A questo allarmante quadro vanno poi aggiunti i contorni della crisi demografica più importante dalla prima guerra mondiale, che andrà a diminuire sempre di più il numero delle persone in età lavorativa. Dal 1980 al 2008 i dati dei nuovi nati e quelli dei decessi sono altalenanti, alternando anni in cui vi erano maggiori nati e maggiori decessi, ma dal 2008 in poi la situazione peggiora costantemente , e il perché è soltanto uno, la crisi economica. Questa ha peggiorato una congiuntura pregressa già incrinata e questo è ben dimostrato dal fatto che da quando è entrata in vigore la legge 194 del 1978 la maggior parte delle interruzioni volontarie di gravidanza sono state causate dall’impossibilità economica di mantenere il giovane nascituro . In tale contesto l’unica soluzione che è stata prospettata dai nostri “decisori di politica economica” è stata quella di favorire l’immigrazione per sostituire i nostri nati. Nessuna misura di incentivi alle nascite come sono presenti in Francia, politiche attive per il sostegno della famiglia, ma anche – e di fondamentale importanza – tutele alla maternità delle lavoratrici dipendenti, costruzione di nuovi asili, ecc. per poter permettere al trend negativo tra nascite e decessi di invertirsi. Quello che si prospetta è un inevitabile aumento degli anziani (poveri) rispetto ai giovani (precari) e un costante aumento di nuova manodopera proveniente dall’estero disposta a lavorare ad un prezzo inferiore rendendo il mercato del lavoro altamente competitivo al ribasso, facendo così esplodere gli squilibri sociali.

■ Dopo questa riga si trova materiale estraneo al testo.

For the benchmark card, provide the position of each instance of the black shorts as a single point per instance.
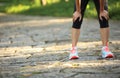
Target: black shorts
(103, 23)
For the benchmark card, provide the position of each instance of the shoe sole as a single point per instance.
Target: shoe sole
(74, 57)
(109, 56)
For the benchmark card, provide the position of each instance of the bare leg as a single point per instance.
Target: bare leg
(104, 36)
(75, 36)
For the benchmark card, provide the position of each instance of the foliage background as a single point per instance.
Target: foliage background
(59, 8)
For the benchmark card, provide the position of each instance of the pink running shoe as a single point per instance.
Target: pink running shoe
(73, 53)
(106, 53)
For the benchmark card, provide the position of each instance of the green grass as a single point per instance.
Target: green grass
(58, 8)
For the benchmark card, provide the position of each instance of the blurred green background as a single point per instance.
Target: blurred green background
(58, 8)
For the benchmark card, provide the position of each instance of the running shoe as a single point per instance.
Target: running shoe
(106, 53)
(73, 53)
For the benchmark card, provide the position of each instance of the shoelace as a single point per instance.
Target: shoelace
(73, 50)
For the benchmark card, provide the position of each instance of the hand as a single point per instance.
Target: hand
(76, 14)
(104, 14)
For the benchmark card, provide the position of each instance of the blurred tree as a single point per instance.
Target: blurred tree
(44, 2)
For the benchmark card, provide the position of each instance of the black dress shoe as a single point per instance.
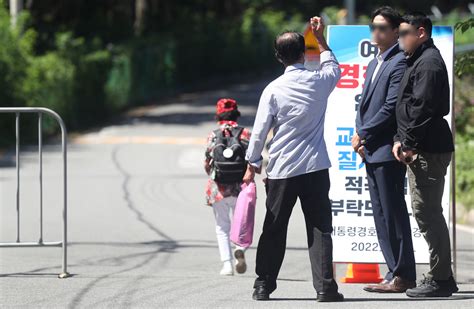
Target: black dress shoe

Dobbiamo poi considerare il notevole controsenso, nelle misure prima esposte, di aumentare l’età pensionistica con una disoccupazione giovanile al 35%, che come sottolinea Pizzuti: “rappresenta un contro senso sociale ed economico; esso è il risultato dell’applicazione di una visione puramente finanziaria e niente affatto neutrale che mette a rischio la coesione sociale attuale e futura tra la popolazione attiva e quella a riposo”, bloccando il ricambio generazionale e l’ingresso dei giovani nel mondo del lavoro. Tale è ben confermato osservando i dati OCSE dove l’Italia rappresenta il paese con il minor numero di giovani sotto i 35 anni nella PA, il 2%, contro il 18% della media OCSE e il paese con il più alto numero di persone oltre i 55 anni, il 45% contro il 22% della media OCSE (e poi ci chiediamo perché la digitalizzazione della pubblica amministrazione tarda ad arrivare…). Creando così una barriera generazionale nel ricambio all’interno della PA, complice in questo anche il blocco del turnover disposto dal Governo Amato del 1992.

Tirando le fila del discorso possiamo notare la consistente inadeguatezza – e volontà faziosa – delle ultime riforme economiche, caratterizzate da una visione oltremodo liberistica del mercato del lavoro e da una visione puramente finanziaria nella gestione dell’INPS. Ma quello che maggiormente si evidenzia è la totale inettitudine di una classe politica, quella della Seconda Repubblica, che ha fatto il suo tempo. Per evitare che non facciano più danni sarebbe un bene che siano loro, ad andarsene in pensione.

Ivan Giovi



1 réactions


  • Stefano (---.---.---.205) 16 aprile 2018 12:24

    Dopo che la sinistra, ed io mi ritengo di sinistra, ha lottato insieme ai sindacati per dare pensioni dopo appena 15 anni di lavoro, persino 14 anni, 6 mesi e un giorno, agli agricoltori dopo 51 gg di lavoro in un anno, anche a chi la terra non la ha mai vista, a 38 anni di età ai graduati, dopo una settimana in Parlamento, mi spiace, ma è più credibile Boeri della sinistra e dei sindacati.